About the only disappointing aspect of Burton Folsom’s New Deal or Raw Deal is that it doesn’t go far enough in its critique of FDR’s rural electrification program.
The Roosevelt Institute claims, in all seriousness, that “while 90% of urban dwellers had electricity by the 1930s, only 10% of rural dwellers did and roughly 9 out of 10 farms had none,” as if electrons magically stopped flowing in the presence of barnyard animals and corn cribs.
But farmers used electricity before Roosevelt took office; they just produced or procured it themselves instead of taking it off a federally subsidized grid.
Strangely, pundits on the left continue to laud FDR’s Rural Electrification Administration even though it increased demand for electricity created largely by “dirty” sources, especially coal, while squelching demand for electricity generated by local, often green, means.
To this day, South Dakota’s prairie remains dotted with the skeletons of farm windmills abandoned long ago thanks to the Rural Electrification Administration.
This is not to say that all electricity from the grid was dirty, as some of it came from hydroelectric plants, like those along the Missouri and Niagara rivers, nor that all locally generated electricity came from green sources, as some of it came from fossil fuel–powered generators and flatulent mules. But the point here isn’t to count kilowatts; it is to point out what the New Deal cost us in terms of green-energy innovation.
Although, since the New Deal, farms in the United States decreased in relative terms and absolute numbers, they still number in the millions. And although farmers are notoriously “cash poor,” only a small number are “dirt poor.”
Since World War II, in fact, their combined purchasing power has spurred amazing innovations in farm equipment, including giant factories on wheels that require only minimal human supervision as they plant, fertilize, and harvest prodigious quantities of the row crops that keep Americans, and many others around the world, fat and happy through direct consumption or indirectly as feed for sundry tasty critters like hogs and chickens.
Real Innovation
Before FDR subsidized rural electricity grids, the farm-equipment industry was already innovating in battery, windmill, and hydroelectric technologies. Farmers met their electricity needs as inexpensively as they could. Conservation topped the list, but, to listen to Father Coughlin or Bing Crosby on the radio, a large battery, charged weekly at a retailer in town while the family enjoyed the picture shows or a live musical concert, often proved the cheapest and most reliable source. Moving and heating water, though, was often most efficiently done with a windmill. Hand-cranked lights served to illuminate barns and the like at night.
With the advent of rural electrification, the market for decentralized, green electricity production withered.
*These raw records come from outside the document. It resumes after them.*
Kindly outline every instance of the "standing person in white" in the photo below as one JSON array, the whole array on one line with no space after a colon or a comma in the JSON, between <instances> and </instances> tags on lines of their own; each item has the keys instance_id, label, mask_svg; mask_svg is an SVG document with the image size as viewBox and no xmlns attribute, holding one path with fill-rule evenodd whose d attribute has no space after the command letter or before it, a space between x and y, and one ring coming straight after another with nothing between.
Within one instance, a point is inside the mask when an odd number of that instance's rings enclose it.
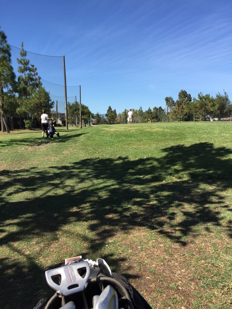
<instances>
[{"instance_id":1,"label":"standing person in white","mask_svg":"<svg viewBox=\"0 0 232 309\"><path fill-rule=\"evenodd\" d=\"M132 123L132 116L133 116L133 113L131 112L131 109L130 109L128 112L128 116L129 118L128 120L128 123Z\"/></svg>"},{"instance_id":2,"label":"standing person in white","mask_svg":"<svg viewBox=\"0 0 232 309\"><path fill-rule=\"evenodd\" d=\"M48 128L48 121L50 119L53 120L53 118L49 118L48 115L46 113L46 111L45 109L42 109L43 113L41 116L41 125L42 126L42 136L44 137L44 132L47 133Z\"/></svg>"}]
</instances>

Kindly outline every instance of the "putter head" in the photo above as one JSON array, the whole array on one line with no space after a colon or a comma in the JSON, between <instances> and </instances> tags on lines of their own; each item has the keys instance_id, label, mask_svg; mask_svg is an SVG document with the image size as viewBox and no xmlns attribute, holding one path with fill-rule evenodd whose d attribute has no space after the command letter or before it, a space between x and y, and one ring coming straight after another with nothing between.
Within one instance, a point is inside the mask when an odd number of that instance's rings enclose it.
<instances>
[{"instance_id":1,"label":"putter head","mask_svg":"<svg viewBox=\"0 0 232 309\"><path fill-rule=\"evenodd\" d=\"M93 309L118 309L118 295L111 286L107 286L99 296L93 297Z\"/></svg>"}]
</instances>

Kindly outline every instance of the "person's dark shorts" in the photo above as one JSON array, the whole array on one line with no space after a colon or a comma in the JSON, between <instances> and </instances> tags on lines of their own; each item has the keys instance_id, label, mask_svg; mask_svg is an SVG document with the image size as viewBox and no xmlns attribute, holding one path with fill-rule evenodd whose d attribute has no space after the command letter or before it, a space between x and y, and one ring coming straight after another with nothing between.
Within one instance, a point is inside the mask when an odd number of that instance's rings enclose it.
<instances>
[{"instance_id":1,"label":"person's dark shorts","mask_svg":"<svg viewBox=\"0 0 232 309\"><path fill-rule=\"evenodd\" d=\"M41 125L42 125L42 130L45 132L48 128L48 124L47 122L42 122Z\"/></svg>"}]
</instances>

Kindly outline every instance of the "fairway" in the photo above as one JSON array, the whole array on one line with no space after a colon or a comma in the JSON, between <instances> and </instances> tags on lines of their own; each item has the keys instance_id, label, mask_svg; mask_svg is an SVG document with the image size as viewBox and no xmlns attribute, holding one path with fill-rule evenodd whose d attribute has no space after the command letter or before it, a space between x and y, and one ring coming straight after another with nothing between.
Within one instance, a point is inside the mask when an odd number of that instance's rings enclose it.
<instances>
[{"instance_id":1,"label":"fairway","mask_svg":"<svg viewBox=\"0 0 232 309\"><path fill-rule=\"evenodd\" d=\"M232 122L57 131L0 133L0 307L32 309L82 255L153 309L230 308Z\"/></svg>"}]
</instances>

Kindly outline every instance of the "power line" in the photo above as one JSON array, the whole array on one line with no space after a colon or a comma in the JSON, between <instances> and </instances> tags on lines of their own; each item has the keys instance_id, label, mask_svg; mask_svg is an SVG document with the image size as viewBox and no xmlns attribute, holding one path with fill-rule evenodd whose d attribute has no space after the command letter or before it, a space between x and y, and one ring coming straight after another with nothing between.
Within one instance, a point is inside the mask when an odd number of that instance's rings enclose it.
<instances>
[{"instance_id":1,"label":"power line","mask_svg":"<svg viewBox=\"0 0 232 309\"><path fill-rule=\"evenodd\" d=\"M14 46L13 45L11 45L10 44L8 44L8 45L10 45L11 46L11 47L14 47L15 48L17 48L18 49L20 49L22 50L21 48L19 48L19 47L16 47L16 46ZM63 56L50 56L48 55L43 55L42 54L38 54L37 53L33 53L33 52L30 52L29 50L26 50L26 49L24 49L24 51L27 52L27 53L31 53L32 54L35 54L35 55L39 55L40 56L45 56L45 57L63 57Z\"/></svg>"},{"instance_id":2,"label":"power line","mask_svg":"<svg viewBox=\"0 0 232 309\"><path fill-rule=\"evenodd\" d=\"M42 79L42 78L41 79L41 80L42 80L44 82L46 82L46 83L49 83L50 84L53 84L53 85L56 85L57 86L62 86L62 87L64 87L64 85L59 85L58 84L55 84L54 83L51 83L51 82L49 82L47 80L45 80L45 79ZM77 85L75 86L67 86L67 87L79 87L79 85Z\"/></svg>"}]
</instances>

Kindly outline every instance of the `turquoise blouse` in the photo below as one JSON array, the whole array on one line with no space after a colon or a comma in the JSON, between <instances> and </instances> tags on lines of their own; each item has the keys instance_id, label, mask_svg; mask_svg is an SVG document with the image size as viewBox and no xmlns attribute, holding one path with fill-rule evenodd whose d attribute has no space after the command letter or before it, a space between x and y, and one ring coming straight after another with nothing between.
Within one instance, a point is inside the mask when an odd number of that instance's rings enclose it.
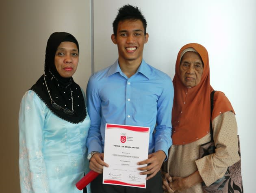
<instances>
[{"instance_id":1,"label":"turquoise blouse","mask_svg":"<svg viewBox=\"0 0 256 193\"><path fill-rule=\"evenodd\" d=\"M21 192L82 192L75 184L89 170L86 144L90 124L88 115L78 124L62 119L33 91L27 91L19 117Z\"/></svg>"}]
</instances>

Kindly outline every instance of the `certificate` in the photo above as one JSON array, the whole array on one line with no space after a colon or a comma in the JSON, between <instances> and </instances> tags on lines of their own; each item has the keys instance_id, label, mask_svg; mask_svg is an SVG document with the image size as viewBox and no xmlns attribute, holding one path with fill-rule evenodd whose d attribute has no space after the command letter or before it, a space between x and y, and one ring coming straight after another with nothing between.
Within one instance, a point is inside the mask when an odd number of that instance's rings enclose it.
<instances>
[{"instance_id":1,"label":"certificate","mask_svg":"<svg viewBox=\"0 0 256 193\"><path fill-rule=\"evenodd\" d=\"M103 184L146 188L146 175L139 162L148 158L150 128L106 124Z\"/></svg>"}]
</instances>

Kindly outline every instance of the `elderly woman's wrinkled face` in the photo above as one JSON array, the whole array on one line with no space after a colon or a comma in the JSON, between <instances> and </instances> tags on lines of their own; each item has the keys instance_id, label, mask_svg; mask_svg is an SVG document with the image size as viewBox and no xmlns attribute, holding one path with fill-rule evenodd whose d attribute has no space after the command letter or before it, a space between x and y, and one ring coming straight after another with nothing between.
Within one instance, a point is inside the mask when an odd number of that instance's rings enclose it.
<instances>
[{"instance_id":1,"label":"elderly woman's wrinkled face","mask_svg":"<svg viewBox=\"0 0 256 193\"><path fill-rule=\"evenodd\" d=\"M180 73L181 81L188 88L198 85L204 70L203 62L198 54L194 52L187 52L181 59Z\"/></svg>"}]
</instances>

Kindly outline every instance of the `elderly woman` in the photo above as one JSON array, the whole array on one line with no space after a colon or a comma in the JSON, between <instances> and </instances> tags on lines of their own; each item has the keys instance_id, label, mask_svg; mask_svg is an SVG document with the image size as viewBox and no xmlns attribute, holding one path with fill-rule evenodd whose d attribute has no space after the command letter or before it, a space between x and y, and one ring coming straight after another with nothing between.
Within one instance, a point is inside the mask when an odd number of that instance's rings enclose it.
<instances>
[{"instance_id":1,"label":"elderly woman","mask_svg":"<svg viewBox=\"0 0 256 193\"><path fill-rule=\"evenodd\" d=\"M89 170L86 146L90 120L85 94L72 76L79 59L71 34L47 42L44 73L23 96L20 110L22 193L78 193Z\"/></svg>"},{"instance_id":2,"label":"elderly woman","mask_svg":"<svg viewBox=\"0 0 256 193\"><path fill-rule=\"evenodd\" d=\"M189 43L179 52L173 80L172 138L167 173L163 182L166 192L202 193L202 183L208 186L223 176L240 159L234 112L224 94L215 93L210 117L208 54L201 45ZM199 157L201 145L210 141L211 121L215 153Z\"/></svg>"}]
</instances>

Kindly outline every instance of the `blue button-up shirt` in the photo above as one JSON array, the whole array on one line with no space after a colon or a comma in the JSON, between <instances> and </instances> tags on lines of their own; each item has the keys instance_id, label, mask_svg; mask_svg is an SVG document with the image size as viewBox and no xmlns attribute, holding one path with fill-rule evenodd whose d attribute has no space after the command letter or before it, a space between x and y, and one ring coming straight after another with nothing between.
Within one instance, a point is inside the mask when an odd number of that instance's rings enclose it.
<instances>
[{"instance_id":1,"label":"blue button-up shirt","mask_svg":"<svg viewBox=\"0 0 256 193\"><path fill-rule=\"evenodd\" d=\"M162 150L167 156L172 143L174 98L172 82L167 74L143 60L136 73L128 78L117 61L90 77L87 97L91 124L89 153L104 152L108 123L150 127L149 154Z\"/></svg>"}]
</instances>

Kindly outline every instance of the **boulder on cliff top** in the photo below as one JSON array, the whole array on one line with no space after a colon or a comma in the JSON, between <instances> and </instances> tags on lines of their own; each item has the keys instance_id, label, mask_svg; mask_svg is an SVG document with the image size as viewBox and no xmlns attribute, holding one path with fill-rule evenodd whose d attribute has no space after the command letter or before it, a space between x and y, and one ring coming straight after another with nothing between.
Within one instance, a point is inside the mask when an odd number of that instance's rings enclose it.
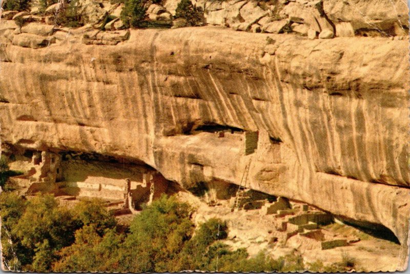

We will never know for sure how much more quickly green-energy technologies might have developed if the New Deal had not squelched the sector by subsidizing its dirty alternative, but if innovations in farm equipment are any indication, it seems likely that the Green New Deal would have been unnecessary because decentralized solar, wind, and battery technologies would have long since become inexpensive enough to compete with, and possibly even supplant, their fossil rivals.